The first revelation that came out of an examination of this specification was that the language allowed for a certain degree of variation in the material composition. This was of considerable concern to those in the material-is-the-root-cause camp because variation in the raw material was being sought as a key part of the problem. In particular, there was an allowance for as much as 5% of the compound to consist of substances other than ASA.

The second finding was that the compound did not meet at least one of the four specified properties. The print spec called for a material with a melt volume flow rate of 5-10 cm3/10 min. The nominal value for the grade being used to mold the part was 21 cm3/10 min!

This deviation was of concern because the melt volume flow rate is related to the average molecular weight of the polymer. In materials like ASA, there are other factors that can contribute to a change in flow rate, but in general, higher flow rates are associated with lower average molecular weight. Additionally, susceptibility to stress cracking, which was the failure mechanism, increases as molecular weight declines. While there was no guarantee that simply increasing the molecular weight of the polymer would solve the stress cracking problem, it certainly was a question that needed to be investigated.

An exercise in futility
But it gets better. The callout on the drawing also showed, perhaps not surprisingly, that the Charpy notched impact strength was also below what was being specified, while the Vicat softening point and the tensile modulus were within spec. A search began for an ASA that embodied all of the properties in the specification. Interestingly, it was found that when the Charpy impact strength of the materials in the various ASA product lines increased, the Vicat softening point and the tensile modulus declined to a point where they fell below the specified range.

This is not entirely surprising, since the most efficient method of improving the impact resistance of a rubber-modified material is to increase the rubber content in the compound. When the concentration of the soft, flexible rubber increases, the stiffness and heat resistance of the material decline.

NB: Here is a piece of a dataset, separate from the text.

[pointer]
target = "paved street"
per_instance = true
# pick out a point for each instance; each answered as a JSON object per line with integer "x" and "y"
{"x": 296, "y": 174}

But what made this case particularly fascinating is that such a lot of work had gone into creating a specification that contained a combination of properties that ASA cannot fulfill.

This method of material specification certainly is not unique to ISO. It has a long tradition with ASTM for thermoplastics and an even longer one involving crosslinked rubber compounds under SAE J 200. These get their inspiration from the metals industry, where designations for various alloys are tied to clear guidelines for composition, hardness, and key physical properties. In each case an attempt has been made to get away from specifying materials according to a particular supplier’s market offerings and tie the spec to a set of performance-based properties.

Unfortunately, polymer formulations, whether they are thermoplastics or thermosets, are not as simple and straightforward as metals. And the notion that the full range of performance criteria for a durable goods product that must last for years under a range of rigorous application environments can be captured by four short-term properties is ludicrous. But this is the brave new world of document-driven engineering, where simply writing something into a specification removes the need for thoughtful practice and a complete understanding of material properties and their interaction with part design, processing, and the world in which the product must function.

Specifications are important and no one is suggesting otherwise. Ideally, however, specifications embody historical knowledge about what works and what doesn’t. They are a reflection of this knowledge codified in a way that allows others to benefit from that hard-won knowledge. Writing specifications that call for the use of nonexistent materials, and then pretending that such incomplete descriptions satisfy the requirements of good engineering, do a great disservice to the plastics industry in general. The fact that they are presented in official-looking documents that bear the names of international organizations may provide some comfort to the users of these specifications, but they do little to guarantee success.